I was in the midst of my teenage years. I truly thought life was happening for me until death happened. Just three weeks after my 16th birthday my mother transitioned to heaven. For years it was the two of us against the world, and against all odds. She was a struggling, single mother determined to get her Bachelor’s degree, and make life better for us. Very keen on education, she finished her degree, landed a great job, then “life happened.”
My mother met and married my stepfather. We were a family, but they longed for a child between the two of them; while my mother longed for her Master’s degree. After a miscarriage, my mother selflessly tried again. This time she was diagnosed with a rare brain cancer, and remained in the hospital for several months after birthing my little brother. She was unable to nurture him like she wanted, for she now needed nurturing.That’s when my grandmother (Nana) who is disabled stepped in. She became my mother’s
tireless caregiver, and even moved in with us.
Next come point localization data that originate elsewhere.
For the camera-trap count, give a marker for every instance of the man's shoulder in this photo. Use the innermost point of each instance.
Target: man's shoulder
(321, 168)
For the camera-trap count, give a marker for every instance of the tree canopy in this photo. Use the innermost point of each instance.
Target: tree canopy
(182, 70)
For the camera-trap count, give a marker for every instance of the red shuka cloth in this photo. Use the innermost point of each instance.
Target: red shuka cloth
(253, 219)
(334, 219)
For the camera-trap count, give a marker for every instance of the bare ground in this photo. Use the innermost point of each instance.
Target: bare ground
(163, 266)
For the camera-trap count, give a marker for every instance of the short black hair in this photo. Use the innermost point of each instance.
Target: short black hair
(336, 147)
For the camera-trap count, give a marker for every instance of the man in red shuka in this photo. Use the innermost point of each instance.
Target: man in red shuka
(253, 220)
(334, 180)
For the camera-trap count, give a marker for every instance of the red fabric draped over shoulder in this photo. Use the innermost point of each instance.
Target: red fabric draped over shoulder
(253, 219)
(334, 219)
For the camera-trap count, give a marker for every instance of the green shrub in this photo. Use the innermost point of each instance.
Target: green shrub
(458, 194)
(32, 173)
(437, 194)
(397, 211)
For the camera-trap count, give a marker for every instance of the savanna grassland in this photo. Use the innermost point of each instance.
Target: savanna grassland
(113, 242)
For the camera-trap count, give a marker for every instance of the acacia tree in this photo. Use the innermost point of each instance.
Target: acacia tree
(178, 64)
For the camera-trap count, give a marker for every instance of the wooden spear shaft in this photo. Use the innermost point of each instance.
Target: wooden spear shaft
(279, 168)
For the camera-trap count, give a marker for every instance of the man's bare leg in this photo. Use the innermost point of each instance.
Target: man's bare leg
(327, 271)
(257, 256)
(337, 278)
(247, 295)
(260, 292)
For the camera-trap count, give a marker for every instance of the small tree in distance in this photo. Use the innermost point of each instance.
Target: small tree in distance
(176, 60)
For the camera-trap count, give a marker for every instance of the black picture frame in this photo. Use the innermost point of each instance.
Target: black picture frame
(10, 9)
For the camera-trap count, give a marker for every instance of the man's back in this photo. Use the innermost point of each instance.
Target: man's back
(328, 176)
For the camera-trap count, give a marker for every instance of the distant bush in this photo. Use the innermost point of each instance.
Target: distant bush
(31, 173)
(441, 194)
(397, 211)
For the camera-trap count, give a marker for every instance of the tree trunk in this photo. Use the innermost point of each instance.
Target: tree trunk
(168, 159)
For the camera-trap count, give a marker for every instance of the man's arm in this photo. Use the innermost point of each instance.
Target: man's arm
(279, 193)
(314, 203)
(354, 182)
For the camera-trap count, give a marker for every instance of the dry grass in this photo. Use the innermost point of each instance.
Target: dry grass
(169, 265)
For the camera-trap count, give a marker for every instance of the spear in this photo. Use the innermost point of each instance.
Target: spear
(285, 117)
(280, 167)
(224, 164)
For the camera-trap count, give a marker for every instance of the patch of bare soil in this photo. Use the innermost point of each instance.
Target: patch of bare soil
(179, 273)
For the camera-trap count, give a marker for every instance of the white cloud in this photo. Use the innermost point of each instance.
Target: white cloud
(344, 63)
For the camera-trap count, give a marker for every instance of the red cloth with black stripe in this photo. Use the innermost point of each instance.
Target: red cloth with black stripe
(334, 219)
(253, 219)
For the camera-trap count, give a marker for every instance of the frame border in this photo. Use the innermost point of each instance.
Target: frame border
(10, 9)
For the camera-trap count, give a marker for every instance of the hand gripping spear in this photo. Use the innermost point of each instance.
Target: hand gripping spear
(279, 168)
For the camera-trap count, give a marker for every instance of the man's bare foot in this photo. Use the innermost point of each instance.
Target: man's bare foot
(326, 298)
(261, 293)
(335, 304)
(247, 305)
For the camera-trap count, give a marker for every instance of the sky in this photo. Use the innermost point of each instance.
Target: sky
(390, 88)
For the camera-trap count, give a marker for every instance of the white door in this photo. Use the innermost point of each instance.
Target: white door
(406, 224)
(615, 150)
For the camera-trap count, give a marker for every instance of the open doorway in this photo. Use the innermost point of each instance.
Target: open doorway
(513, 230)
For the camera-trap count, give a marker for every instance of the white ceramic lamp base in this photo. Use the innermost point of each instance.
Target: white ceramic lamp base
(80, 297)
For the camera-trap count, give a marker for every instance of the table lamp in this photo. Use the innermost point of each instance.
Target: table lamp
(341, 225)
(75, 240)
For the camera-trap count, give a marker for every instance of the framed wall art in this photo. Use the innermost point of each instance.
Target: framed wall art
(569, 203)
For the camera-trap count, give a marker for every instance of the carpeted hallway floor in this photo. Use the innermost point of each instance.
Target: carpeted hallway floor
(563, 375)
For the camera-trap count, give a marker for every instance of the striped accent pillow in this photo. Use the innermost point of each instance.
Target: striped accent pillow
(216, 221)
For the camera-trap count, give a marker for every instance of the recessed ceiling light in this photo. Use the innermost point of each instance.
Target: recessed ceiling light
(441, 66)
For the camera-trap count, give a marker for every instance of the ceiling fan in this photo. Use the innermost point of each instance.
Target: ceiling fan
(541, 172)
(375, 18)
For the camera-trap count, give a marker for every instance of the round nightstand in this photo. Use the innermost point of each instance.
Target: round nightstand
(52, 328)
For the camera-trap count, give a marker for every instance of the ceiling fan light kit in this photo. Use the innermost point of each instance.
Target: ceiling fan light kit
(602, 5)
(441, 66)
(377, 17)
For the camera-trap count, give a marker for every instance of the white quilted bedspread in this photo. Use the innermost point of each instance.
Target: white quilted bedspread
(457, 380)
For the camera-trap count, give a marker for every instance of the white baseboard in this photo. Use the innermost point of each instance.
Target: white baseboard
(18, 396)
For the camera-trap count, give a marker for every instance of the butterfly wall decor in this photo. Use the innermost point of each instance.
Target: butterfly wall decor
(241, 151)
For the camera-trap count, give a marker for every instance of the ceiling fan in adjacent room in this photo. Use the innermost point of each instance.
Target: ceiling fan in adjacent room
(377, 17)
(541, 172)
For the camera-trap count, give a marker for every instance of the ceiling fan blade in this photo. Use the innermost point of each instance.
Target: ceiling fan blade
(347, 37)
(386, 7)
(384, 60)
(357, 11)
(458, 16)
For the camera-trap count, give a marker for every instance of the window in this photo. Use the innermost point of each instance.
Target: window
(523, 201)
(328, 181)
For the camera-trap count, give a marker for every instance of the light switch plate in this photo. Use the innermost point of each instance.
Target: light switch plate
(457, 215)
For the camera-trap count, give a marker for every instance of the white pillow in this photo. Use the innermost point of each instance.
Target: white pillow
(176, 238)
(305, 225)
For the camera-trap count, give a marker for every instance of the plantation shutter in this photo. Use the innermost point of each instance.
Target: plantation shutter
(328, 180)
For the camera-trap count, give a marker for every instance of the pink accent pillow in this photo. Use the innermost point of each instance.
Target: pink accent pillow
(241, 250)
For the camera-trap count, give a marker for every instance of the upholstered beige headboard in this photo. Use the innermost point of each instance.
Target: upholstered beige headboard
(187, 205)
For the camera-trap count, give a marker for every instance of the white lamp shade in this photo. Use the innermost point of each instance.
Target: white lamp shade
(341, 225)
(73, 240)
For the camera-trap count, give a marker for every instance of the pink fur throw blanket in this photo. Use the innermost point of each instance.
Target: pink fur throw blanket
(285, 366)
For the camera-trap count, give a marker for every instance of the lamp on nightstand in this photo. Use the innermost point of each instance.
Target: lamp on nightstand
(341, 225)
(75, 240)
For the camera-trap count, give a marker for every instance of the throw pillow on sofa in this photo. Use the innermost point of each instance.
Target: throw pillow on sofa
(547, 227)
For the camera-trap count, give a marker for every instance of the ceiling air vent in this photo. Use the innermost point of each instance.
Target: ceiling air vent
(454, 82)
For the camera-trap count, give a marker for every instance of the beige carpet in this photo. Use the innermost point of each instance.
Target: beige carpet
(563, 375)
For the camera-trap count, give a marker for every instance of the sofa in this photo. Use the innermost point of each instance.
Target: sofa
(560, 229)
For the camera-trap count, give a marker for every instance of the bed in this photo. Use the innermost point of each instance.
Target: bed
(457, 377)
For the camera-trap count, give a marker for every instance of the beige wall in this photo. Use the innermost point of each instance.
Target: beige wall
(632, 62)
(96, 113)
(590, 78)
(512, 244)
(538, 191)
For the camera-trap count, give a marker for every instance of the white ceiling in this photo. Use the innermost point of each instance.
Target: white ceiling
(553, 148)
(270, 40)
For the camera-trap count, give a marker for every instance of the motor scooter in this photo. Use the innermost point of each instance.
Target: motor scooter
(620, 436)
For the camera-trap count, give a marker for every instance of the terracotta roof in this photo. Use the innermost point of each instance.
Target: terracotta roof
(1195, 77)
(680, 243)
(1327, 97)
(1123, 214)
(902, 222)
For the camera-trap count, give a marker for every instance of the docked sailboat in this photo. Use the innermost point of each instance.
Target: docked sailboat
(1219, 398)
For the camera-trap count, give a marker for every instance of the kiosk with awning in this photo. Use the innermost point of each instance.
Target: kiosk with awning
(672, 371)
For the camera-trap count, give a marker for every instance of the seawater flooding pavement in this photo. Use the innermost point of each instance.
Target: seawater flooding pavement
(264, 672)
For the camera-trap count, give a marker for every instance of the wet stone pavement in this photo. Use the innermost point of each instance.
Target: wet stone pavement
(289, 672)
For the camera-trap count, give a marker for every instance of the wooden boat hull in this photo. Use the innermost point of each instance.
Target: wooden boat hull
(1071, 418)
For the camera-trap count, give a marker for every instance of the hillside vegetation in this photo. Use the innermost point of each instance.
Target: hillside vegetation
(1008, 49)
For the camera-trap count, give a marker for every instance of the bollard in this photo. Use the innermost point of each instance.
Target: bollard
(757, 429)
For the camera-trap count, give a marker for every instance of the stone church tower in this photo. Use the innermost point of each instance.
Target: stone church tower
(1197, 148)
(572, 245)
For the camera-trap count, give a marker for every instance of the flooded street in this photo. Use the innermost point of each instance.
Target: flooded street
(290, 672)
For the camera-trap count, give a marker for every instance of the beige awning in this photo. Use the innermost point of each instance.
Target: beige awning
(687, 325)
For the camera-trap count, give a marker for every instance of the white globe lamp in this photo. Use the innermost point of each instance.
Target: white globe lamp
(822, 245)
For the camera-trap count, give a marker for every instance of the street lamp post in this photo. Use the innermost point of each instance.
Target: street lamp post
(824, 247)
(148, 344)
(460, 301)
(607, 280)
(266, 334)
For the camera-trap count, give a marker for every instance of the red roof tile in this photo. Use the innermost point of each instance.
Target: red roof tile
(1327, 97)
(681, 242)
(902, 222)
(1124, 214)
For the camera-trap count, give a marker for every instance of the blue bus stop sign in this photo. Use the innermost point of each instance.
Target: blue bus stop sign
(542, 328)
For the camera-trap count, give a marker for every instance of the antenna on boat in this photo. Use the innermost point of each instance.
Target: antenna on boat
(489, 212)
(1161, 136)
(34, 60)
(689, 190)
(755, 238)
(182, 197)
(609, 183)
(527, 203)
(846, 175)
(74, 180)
Life continued to happen, just not the way I would have wanted it to. It allowed me to realize that God is the author of life. My mother held on to see my 16th birthday which was on her bucket list. As I saw her take her last breath, I received the baton she passed to me. After the burial we were notified that she did have life insurance. She just made the mistake of entrusting my stepfather as beneficiary. He now continues to make his life happen with benefits intended for the well-being of my brother and me. While he is buying new vehicles and making plans to remarry; everyday has been an emotional struggle for me.
I now live with my Nana, and I see the struggle that she has daily. She would never try to replace my mother, but she has laced up her shoes, stepped up to the plate, and is ready to swing at every curve ball that comes our way. Even when getting to see my little brother every other weekend became an issue, my Nana said to trust God. We did, and He has worked it out for us. I wanted to work and help out monetarily, but Nana said my mother would want me to play ball as if she was here. Although I didn’t get to see much playing time my Senior year, I stayed the course. When I looked in the stands I knew my mother was also there in spirit. I feel her presence daily.
I encourage those with loved ones to not trust your life insurance to others. Make your wishes and intentions valid and legally documented. I feel pressure from both my brother and my mother. One looking up, and one looking down; but both watching me. I will lace up my shoes, carry the baton, and continue the educational journey that my mother so wanted to finish.